In all three tissue collectives we never found the JM-b/CYT1 or the JM-b/CYT2 isoform expressed. In contrast, the two JM-a/CYT1 and JM-a/CYT2 isoforms were always simultaneously expressed but at different ratios. We identified a positive prognostic impact on overall survival (OS) in triple-negative and event-free survival (EFS) in Her2 positive patients. This finding is independent of the absolute JM-a/CYT1 to JM-a/CYT2 expression ratio. In Her2 positive patients, Her4 expression only has a favorable effect in estrogen-receptor (ER)-positive but not in ER-negative individuals.
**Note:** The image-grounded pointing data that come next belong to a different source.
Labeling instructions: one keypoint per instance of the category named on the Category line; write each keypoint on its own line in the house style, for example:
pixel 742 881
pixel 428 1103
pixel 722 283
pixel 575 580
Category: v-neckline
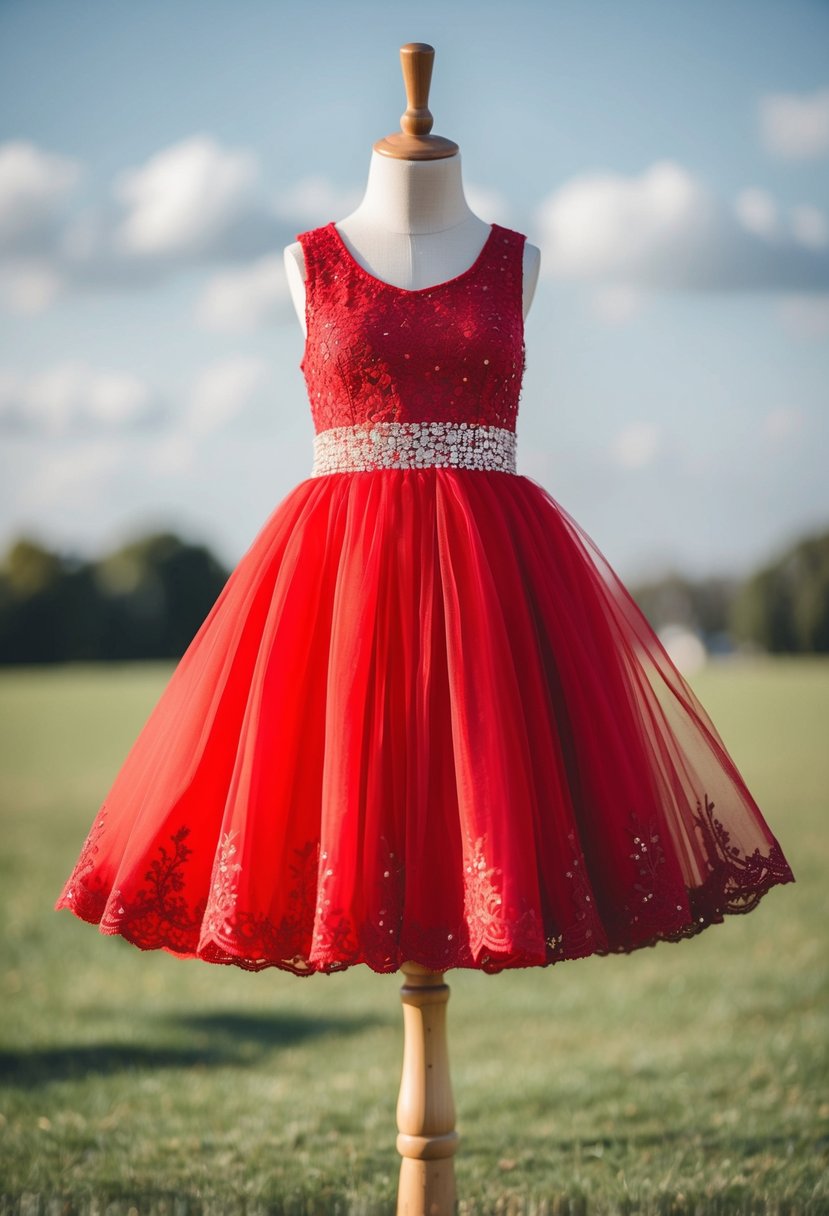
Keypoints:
pixel 412 291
In summary, JM-a/CYT1 and JM-a/CYT2 but not JM-b isoforms of the Her4 receptor are simultaneously expressed in both triple-negative and Her2 positive breast cancer tissues. Although different expression ratios of the two JM-a isoforms did not reveal any additional information, Her4 expression basically indicates a prolonged EFS and OFS. An extended expression analysis that takes all Her receptor homologs, including the Her4 isoforms, into account might render more precisely the molecular diagnostics required for the development of optimized targeted therapies.
已发现七种而非四种不同的人类表皮生长因子受体相关(Her)受体酪氨酸激酶(RTK)在多种正常和肿瘤组织中表达:Her1、Her2、Her3,此外还鉴定出四种Her4亚型。然而,Her4亚型的差异表达在乳腺癌患者的分子诊断或治疗决策中均不起任何作用。Her4表达在乳腺癌中的预后和预测影响基本尚不清楚。
我们通过亚型特异性聚合酶链反应(qPCR)对(i)三阴性、(ii)Her2阳性乳腺癌组织及(iii)良性乳腺组织中的Her4变体JM-a/CYT1、JM-a/CYT2、JM-b/CYT1和JM-b/CYT2进行定量分析。
在所有这三种组织样本中,我们从未发现JM-b/CYT1或JM-b/CYT2亚型有表达。相反,两种JM-a/CYT1和JM-a/CYT2亚型总是同时表达,但比例不同。我们发现其对三阴性患者的总生存期(OS)及Her2阳性患者的无事件生存期(EFS)有积极的预后影响。这一发现与JM-a/CYT1至JM-a/CYT2的绝对表达比例无关。在Her2阳性患者中,Her4表达仅对雌激素受体(ER)阳性个体有有利影响,对ER阴性个体则无。
总之,Her4受体的JM-a/CYT1和JM-a/CYT2亚型而非JM-b亚型在三阴性和Her2阳性乳腺癌组织中同时表达。尽管两种JM-a亚型的不同表达比例未揭示任何额外信息,但Her4表达基本表明EFS和OFS延长。将所有Her受体同源物(包括Her4亚型)纳入考虑的扩展表达分析可能会更精确地提供优化靶向治疗所需的分子诊断信息。